"In a last minute rush to get a nuclear deal with India at any cost, President Bush appears to have caved to Indian demands and compromised U.S. security by blowing a hole in the Nuclear Nonproliferation Treaty.

“The United States has now pushed over a nuclear domino that falls against 187 other nations – all signers of the Nonproliferation Treaty -- to review why they should honor a document which the nuclear superpowers no longer respect.
It empowers the hawks in every rogue nation to put their nuclear weapons plans on steroids now that they can no longer be isolated as non-signers of an agreement that has been shredded.

"There is bipartisan opposition to this deal in the Congress, and when the full story is known it will be a bookend to the Dubai port deal – another case of the Bush Administration announcing a commercial deal without due regard for its impact on national security interests.

"While the full details are not yet available, it appears that the Bush Administration is going to open up nuclear trade with a country which has refused to sign the Nuclear Nonproliferation Treaty, which refuses to accept full scope international safeguards over all its nuclear facilities, and which refuses to halt production of fissile materials for nuclear bombs.

"The Bush Administration has failed to come up with a safeguards plan that has any credibility whatsoever -- even as a figleaf.  It appears that Bush negotiators

 Failed to insist that all of India’s old spent fuel be safeguarded against diversion to weapons
 failed to get India to agree to halt production of new fissile material for bombs.
 failed to in its characterized top negotiating objective -- getting India to put its fast breeder reactors under safeguards.
 Also – two of the existing heavy water reactors that had previously been considered “civilian” are not covered by safeguards.
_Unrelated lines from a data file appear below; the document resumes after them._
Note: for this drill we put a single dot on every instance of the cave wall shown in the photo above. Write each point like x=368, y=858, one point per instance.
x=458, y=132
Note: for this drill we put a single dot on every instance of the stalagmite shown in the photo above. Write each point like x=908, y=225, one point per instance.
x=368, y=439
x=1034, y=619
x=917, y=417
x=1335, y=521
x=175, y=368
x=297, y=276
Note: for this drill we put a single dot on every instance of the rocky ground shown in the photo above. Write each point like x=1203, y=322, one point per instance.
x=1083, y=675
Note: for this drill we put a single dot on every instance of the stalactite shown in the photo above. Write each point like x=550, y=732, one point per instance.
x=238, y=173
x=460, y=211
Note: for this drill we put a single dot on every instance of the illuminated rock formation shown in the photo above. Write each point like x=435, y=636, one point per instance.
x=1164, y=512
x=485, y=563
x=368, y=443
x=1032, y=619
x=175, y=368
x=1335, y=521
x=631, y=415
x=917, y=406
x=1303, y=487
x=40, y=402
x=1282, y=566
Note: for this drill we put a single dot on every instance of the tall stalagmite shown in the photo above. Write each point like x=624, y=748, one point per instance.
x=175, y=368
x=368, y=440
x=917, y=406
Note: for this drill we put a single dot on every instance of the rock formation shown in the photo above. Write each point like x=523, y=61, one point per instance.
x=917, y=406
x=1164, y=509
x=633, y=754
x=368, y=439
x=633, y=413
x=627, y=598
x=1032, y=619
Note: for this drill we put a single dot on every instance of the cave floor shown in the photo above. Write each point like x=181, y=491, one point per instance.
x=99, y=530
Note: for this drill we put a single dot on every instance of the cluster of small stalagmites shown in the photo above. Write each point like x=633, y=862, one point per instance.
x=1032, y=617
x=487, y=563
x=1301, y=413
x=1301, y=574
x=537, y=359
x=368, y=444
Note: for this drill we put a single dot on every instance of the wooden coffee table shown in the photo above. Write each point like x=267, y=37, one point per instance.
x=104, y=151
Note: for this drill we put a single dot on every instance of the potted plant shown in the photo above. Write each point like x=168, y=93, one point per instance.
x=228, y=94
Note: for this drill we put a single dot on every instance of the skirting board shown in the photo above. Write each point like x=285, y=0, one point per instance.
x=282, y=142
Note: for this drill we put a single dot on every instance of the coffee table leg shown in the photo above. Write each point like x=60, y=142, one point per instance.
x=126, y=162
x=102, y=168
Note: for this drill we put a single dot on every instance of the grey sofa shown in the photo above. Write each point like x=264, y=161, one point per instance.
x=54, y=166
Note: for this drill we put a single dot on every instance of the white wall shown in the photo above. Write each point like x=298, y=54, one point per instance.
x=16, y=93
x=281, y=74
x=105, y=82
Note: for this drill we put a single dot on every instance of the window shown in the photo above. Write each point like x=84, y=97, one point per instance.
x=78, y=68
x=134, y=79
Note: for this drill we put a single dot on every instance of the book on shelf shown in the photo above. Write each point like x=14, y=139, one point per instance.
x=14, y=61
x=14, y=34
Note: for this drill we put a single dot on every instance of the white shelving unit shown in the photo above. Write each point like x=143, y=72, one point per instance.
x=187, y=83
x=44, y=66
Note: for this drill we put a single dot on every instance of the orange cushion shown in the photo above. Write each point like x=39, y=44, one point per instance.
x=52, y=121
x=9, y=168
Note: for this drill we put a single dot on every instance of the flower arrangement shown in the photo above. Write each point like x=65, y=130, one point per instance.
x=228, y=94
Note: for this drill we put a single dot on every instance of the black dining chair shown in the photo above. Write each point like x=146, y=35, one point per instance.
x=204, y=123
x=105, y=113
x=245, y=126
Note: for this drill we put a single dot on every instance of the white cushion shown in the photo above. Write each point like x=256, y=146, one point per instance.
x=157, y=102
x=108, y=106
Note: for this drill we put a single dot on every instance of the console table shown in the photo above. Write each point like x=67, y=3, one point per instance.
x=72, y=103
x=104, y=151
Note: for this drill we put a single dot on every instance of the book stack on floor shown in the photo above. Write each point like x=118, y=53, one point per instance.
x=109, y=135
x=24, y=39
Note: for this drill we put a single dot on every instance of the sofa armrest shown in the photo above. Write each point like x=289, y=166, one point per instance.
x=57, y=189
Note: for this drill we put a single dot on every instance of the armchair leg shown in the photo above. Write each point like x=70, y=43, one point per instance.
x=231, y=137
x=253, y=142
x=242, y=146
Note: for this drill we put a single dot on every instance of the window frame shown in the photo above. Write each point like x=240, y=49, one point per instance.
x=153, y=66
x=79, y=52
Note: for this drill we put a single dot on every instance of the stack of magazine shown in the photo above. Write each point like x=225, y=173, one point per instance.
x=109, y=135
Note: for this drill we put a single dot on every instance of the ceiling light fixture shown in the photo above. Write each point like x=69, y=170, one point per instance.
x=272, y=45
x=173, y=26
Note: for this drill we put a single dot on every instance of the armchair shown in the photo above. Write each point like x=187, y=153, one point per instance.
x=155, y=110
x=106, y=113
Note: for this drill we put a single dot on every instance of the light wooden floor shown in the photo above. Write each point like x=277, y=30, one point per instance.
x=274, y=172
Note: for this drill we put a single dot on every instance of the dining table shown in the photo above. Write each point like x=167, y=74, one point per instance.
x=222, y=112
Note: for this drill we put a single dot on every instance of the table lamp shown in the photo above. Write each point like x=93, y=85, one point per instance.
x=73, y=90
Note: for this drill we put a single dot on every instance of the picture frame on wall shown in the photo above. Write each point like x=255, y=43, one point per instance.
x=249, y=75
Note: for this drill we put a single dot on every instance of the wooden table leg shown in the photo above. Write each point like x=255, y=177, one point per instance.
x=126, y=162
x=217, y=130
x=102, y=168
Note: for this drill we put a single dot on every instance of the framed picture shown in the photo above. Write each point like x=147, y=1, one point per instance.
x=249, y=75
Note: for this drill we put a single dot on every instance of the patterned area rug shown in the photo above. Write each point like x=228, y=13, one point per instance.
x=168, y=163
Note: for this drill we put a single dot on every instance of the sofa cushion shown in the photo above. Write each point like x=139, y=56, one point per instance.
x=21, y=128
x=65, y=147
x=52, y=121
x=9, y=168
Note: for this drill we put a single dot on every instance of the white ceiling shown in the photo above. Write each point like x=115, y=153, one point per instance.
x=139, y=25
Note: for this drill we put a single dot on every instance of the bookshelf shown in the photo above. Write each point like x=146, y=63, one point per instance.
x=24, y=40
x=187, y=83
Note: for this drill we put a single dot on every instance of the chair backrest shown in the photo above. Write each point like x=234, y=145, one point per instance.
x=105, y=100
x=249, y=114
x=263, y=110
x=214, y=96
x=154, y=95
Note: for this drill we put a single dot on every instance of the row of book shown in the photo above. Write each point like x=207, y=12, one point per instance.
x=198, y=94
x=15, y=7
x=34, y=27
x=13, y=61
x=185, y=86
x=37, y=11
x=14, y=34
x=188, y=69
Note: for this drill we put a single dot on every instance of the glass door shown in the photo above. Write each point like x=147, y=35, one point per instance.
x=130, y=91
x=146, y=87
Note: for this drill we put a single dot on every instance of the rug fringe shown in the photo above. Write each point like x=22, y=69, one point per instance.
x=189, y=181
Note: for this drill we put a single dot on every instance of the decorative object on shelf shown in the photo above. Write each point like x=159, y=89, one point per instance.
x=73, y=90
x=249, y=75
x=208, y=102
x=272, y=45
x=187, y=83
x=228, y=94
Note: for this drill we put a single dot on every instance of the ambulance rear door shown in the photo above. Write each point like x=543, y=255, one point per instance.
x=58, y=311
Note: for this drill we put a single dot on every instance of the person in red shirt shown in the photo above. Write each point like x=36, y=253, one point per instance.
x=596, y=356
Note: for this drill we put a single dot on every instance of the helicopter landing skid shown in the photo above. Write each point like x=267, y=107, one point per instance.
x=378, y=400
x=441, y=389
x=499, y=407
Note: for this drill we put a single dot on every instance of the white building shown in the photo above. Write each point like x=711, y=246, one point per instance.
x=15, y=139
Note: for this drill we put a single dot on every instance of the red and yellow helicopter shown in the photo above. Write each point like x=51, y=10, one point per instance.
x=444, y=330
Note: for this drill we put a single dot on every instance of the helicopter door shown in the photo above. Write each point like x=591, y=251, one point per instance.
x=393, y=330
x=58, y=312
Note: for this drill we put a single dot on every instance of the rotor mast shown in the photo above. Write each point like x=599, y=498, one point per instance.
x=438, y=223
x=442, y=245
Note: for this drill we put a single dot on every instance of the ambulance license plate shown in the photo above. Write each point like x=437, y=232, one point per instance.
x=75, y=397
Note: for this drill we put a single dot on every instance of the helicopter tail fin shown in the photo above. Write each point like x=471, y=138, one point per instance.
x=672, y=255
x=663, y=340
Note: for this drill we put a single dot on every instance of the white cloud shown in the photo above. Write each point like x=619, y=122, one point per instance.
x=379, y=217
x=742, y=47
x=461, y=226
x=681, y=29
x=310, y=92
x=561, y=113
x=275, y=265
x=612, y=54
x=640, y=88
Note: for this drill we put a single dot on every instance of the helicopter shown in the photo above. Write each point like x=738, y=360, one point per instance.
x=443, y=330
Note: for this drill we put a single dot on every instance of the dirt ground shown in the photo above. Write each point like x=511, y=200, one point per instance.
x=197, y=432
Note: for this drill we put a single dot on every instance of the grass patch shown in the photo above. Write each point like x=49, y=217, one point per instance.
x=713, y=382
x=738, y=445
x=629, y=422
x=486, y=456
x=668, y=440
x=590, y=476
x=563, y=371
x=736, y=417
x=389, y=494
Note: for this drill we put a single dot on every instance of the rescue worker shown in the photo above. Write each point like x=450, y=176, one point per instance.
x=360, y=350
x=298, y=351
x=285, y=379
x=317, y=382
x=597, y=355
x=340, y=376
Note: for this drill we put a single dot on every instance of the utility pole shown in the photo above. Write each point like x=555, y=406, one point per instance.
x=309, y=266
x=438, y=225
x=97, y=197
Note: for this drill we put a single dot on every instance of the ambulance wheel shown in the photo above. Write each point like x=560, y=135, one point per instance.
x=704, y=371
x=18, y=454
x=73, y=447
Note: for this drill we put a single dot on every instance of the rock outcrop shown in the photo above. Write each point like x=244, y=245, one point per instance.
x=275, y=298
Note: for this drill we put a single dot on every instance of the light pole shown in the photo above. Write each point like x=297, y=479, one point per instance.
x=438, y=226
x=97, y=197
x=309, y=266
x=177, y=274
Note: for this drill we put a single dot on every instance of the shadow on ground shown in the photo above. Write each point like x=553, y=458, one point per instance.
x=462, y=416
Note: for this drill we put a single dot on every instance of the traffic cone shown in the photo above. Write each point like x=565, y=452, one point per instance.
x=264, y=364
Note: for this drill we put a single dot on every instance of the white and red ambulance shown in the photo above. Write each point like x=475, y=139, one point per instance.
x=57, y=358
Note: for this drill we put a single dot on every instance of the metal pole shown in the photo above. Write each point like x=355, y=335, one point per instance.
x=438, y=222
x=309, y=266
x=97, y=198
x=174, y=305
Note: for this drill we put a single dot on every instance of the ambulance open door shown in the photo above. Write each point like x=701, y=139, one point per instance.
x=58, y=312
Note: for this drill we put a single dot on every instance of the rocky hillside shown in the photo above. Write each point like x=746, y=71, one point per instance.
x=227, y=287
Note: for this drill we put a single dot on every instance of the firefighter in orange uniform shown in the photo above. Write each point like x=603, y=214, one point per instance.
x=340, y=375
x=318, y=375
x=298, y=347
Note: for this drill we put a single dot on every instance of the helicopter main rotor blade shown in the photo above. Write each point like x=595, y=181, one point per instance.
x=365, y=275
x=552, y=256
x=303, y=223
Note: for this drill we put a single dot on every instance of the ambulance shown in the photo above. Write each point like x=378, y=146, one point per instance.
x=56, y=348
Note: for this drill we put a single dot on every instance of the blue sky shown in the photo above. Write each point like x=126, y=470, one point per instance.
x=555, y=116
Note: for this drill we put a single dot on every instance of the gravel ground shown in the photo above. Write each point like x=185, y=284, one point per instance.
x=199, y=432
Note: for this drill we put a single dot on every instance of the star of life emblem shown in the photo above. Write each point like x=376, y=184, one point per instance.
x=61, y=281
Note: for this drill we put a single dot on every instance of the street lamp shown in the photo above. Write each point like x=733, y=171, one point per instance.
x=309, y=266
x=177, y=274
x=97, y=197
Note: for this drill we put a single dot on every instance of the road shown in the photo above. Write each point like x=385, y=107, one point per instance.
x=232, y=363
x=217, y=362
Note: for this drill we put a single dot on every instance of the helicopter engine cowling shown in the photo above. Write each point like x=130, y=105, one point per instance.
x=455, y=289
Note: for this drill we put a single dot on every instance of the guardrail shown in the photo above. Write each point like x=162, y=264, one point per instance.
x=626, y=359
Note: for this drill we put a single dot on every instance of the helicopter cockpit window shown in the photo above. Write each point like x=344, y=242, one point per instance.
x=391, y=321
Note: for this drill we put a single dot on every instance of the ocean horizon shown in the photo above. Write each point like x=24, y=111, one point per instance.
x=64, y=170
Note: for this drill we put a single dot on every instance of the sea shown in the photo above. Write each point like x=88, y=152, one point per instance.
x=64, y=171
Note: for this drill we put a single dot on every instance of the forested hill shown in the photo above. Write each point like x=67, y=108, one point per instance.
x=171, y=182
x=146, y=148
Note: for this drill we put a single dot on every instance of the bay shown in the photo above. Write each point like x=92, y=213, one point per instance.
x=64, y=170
In sum, the so-called “safeguards” are so weak that India will be able to divert enough material from its civilian program to build more than 1000 nuclear weapons in addition to the 50-100 bombs it has already built – all with the approval of the United States of America.

"The President appears to have given away the store for an agreement that provides the U.S. with no real benefit, while threatening our security by destroying an international nonproliferation regime that has been help stop the spread of the Bomb.

"This nuclear deal is a dagger pointed at the heart of the international nuclear nonproliferation regime.  The Nuclear Nonproliferation Treaty cannot survive if the United States puts its stamp of approval on exemptions to countries who fail to comply with its controls.  The Nuclear Suppliers Group cannot survive if its export controls are applied selectively.

"If we allow India this loophole, Pakistan – like India, a country that has not signed the Nonproliferation Treaty --has already indicated its interest in making a similar deal – if not with the US, than with China.  Iran, a country that has signed the Treaty, will note that U.S. insistence on compliance with full scope safeguards appears to be limited to countries that it does not like.  If other Nuclear Supplier nations follow the example set in this deal, the entire nuclear proliferation regime will begin to collapse, and we may ultimately return to the kind of world that President John F. Kennedy once feared -- a world in which we don't ask who has the bomb, but who does not.

"I intend to fight this terrible agreement and block any legislation that would alter the restrictions on nuclear trade that are in U.S. law.  At the same time, I believe that the 45 nations who are Members of the Nuclear Suppliers Group need to send a strong signal to President Bush and to the U.S. Congress if they do not wish to see the NSG Guidelines destroyed.”